US 12,468,952 B2
Systems and methods for noise-robust contrastive learning
Junnan Li, Singapore (SG); and Chu Hong Hoi, Singapore (SG)
Assigned to Salesforce, Inc., San Francisco, CA (US)
Filed by Salesforce, Inc., San Francisco, CA (US)
Filed on Sep. 9, 2020, as Appl. No. 17/015,858.
Claims priority of provisional application 63/033,547, filed on Jun. 2, 2020.
Prior Publication US 2021/0374553 A1, Dec. 2, 2021
Int. Cl. G06N 3/088 (2023.01); G06N 3/045 (2023.01)
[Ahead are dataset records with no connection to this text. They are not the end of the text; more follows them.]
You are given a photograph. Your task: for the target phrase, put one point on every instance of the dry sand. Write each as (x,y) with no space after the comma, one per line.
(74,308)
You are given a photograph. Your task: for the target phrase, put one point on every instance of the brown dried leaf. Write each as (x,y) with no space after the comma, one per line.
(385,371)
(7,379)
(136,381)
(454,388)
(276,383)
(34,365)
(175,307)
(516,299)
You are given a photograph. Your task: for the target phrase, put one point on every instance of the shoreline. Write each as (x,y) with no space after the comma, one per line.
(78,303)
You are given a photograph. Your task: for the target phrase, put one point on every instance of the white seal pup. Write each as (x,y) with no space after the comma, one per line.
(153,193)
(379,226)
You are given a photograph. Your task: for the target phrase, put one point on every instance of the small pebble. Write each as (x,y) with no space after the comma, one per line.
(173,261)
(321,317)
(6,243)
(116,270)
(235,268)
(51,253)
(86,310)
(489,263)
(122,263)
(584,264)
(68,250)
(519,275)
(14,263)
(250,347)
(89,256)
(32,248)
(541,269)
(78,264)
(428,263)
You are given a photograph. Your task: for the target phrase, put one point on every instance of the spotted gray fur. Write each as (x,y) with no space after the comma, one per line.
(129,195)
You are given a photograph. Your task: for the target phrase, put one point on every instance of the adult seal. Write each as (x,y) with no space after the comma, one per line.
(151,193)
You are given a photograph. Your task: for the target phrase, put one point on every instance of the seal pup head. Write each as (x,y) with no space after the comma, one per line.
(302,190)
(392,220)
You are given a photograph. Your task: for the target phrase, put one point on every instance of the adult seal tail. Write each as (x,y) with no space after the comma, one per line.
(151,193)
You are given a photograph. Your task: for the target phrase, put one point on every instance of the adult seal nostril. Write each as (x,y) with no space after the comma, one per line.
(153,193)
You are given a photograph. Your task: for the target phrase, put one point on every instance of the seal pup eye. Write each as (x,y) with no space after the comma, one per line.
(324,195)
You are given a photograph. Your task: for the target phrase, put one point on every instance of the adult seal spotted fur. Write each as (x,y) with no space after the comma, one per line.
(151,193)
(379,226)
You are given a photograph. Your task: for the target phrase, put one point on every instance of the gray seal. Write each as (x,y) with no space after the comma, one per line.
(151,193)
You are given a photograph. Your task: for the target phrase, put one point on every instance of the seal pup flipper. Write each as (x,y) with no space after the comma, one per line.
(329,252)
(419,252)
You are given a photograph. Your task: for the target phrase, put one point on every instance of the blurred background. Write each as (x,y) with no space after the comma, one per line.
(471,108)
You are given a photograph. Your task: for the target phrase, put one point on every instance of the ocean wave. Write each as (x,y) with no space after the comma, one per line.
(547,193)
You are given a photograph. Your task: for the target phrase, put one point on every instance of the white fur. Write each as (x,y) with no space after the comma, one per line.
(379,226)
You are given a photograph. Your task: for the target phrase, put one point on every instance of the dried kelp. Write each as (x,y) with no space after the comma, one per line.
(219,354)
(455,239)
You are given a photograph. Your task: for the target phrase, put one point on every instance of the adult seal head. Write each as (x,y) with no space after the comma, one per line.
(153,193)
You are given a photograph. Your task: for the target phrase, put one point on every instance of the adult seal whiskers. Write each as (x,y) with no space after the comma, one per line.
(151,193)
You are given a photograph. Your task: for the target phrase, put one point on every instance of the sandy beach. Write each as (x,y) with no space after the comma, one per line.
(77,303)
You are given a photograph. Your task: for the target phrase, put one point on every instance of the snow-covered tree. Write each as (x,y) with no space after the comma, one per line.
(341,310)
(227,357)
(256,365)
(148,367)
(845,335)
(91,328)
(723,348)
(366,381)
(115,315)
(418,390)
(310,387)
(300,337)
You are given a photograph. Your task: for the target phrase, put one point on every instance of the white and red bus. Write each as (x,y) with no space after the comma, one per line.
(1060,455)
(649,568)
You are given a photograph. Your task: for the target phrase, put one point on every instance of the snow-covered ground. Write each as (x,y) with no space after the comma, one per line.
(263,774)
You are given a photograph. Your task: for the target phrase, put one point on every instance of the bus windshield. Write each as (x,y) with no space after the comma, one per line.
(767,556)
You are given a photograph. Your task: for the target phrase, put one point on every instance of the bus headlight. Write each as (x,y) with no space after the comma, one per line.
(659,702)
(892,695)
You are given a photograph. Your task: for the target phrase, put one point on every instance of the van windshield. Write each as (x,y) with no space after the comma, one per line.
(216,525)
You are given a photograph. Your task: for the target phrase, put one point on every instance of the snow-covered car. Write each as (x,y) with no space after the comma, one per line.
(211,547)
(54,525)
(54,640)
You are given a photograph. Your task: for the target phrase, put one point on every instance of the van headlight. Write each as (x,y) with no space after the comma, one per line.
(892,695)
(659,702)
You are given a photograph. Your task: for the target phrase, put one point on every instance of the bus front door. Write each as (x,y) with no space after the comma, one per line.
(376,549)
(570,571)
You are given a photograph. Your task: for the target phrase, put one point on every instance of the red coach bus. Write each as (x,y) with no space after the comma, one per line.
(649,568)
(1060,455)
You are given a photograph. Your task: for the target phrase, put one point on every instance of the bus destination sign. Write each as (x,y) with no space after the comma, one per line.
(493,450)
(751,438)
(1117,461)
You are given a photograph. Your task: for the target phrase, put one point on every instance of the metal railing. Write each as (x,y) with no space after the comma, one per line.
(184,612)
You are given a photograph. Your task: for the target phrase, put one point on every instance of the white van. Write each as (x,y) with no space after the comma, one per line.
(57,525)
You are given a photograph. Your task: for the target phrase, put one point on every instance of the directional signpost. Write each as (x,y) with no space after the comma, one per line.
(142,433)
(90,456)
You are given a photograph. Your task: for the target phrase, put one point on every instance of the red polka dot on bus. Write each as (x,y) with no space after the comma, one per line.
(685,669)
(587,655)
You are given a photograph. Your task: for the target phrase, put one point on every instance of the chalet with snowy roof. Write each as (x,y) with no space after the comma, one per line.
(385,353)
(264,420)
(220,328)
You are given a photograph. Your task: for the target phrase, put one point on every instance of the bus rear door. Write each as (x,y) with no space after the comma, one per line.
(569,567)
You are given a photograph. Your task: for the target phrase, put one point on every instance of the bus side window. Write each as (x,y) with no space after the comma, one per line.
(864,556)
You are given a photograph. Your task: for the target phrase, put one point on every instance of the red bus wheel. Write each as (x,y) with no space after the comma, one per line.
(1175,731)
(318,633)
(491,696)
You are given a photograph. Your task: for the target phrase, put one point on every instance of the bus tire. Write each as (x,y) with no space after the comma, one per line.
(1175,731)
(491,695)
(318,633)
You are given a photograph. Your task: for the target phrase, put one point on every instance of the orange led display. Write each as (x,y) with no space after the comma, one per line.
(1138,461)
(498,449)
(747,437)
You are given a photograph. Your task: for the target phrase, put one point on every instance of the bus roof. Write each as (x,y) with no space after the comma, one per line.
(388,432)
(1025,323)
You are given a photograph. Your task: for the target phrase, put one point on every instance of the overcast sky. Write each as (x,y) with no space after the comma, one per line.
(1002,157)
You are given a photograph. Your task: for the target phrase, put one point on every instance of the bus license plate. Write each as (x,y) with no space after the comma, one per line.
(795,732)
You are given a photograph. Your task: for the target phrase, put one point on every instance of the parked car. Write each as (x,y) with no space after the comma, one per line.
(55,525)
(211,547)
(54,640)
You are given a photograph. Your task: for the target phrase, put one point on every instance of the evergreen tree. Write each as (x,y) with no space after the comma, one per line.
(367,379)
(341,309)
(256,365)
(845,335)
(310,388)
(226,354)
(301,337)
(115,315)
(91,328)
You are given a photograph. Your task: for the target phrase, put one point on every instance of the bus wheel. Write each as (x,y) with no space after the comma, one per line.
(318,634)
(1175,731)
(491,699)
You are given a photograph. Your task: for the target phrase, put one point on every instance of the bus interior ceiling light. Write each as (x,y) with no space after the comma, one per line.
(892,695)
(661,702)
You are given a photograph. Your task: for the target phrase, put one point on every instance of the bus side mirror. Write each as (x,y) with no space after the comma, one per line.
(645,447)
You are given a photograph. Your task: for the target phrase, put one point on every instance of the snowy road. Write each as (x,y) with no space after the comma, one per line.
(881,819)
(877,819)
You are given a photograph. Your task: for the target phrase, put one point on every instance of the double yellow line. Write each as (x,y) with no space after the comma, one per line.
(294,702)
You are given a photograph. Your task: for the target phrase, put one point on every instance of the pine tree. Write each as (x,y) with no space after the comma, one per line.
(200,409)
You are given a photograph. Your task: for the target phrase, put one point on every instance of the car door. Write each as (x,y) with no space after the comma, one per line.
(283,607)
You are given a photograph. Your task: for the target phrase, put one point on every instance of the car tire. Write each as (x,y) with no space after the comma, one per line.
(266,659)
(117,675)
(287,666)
CPC G06N 3/088 (2013.01) [G06N 3/045 (2023.01)] 10 Claims
OG exemplary drawing
 
1. A system for training a neural network model for object identification in images, comprising:
a communication interface configured to receive a training dataset comprising a set of image samples, each image sample having a noisy label that belongs to a plurality of classes;
a non-transitory memory storing the neural network model including an encoder, a first copy of the encoder, a second copy of the encoder, a classifier, an autoencoder and a first copy of the autoencoder both coupled to the classifier, a second copy of the autoencoder and processor-executable instructions; and
one or more hardware processors coupled to the non-transitory memory and configured to read instructions from the non-transitory memory to cause the system to perform operations comprising:
generating, for each image sample of the set of image samples, a first augmented image sample by modifying a first amount of the respective image sample, a second augmented image sample by modifying a second different amount of the same respective image sample, and an interpolated image sample by taking a linear interpolation, the first augmented image sample, the second augmented image sample and the interpolated image sample corresponding to a same original image sample;
encoding, the first augmented image sample by the encoder of the neural network model, the second augmented image sample by a first copy of the encoder and the interpolated image sample by a second copy of the encoder operated in parallel to the encoder into a first high-dimensional feature representation, a second high-dimensional feature representation, and a third high-dimensional feature representation, respectively;
projecting, respectively by the autoencoder, a first copy of the autoencoder and a second copy of the autoencoder operated in parallel, the first high-dimensional feature representation, the second high-dimensional feature representation, and the third high-dimensional feature representation to a first embedding, a second embedding, and a third embedding that are normalized in a low-dimensional embedding space;
reconstructing, respectively by the autoencoder, the first copy of the autoencoder and the second copy of the autoencoder, the first high-dimensional feature representation based on the first embedding, the second high-dimensional feature representation based on the second embedding, and the third high-dimensional feature representation based on the third embedding;
generating, by the classifier, classification probabilities based on the first high-dimensional feature representation and the second high-dimensional feature representation;
computing a cross-entropy loss based on the classification probabilities;
computing a consistency contrastive loss based on a positive pair of the first embedding and the second embedding and one or more negative pair of embeddings projected from augmented image samples that do not correspond to a same original image sample;
computing for each class of the plurality of classes, a respective class prototype as a normalized mean embedding over image samples that belong to the respective class in the training dataset;
computing a prototypical contrastive loss based on a weighted combination of a comparison between the first embedding and the third embedding and a comparison between the second embedding and the third embedding;
computing a reconstruction loss based on a first reconstruction loss and a second reconstruction loss, wherein the first reconstruction loss is calculated based on the first embedding and the reconstructed first high-dimensional feature representation, and the second reconstruction loss is calculated based on the second embedding and the reconstructed second high-dimensional feature representation;
computing a combined loss based on a weighted sum of the cross-entropy loss, the instance contrastive loss, the prototypical contrastive loss and the reconstruction loss;
training the neural network model by minimizing the combined loss; and
predicting, by the trained neural network model, a class label for object identification in an input image.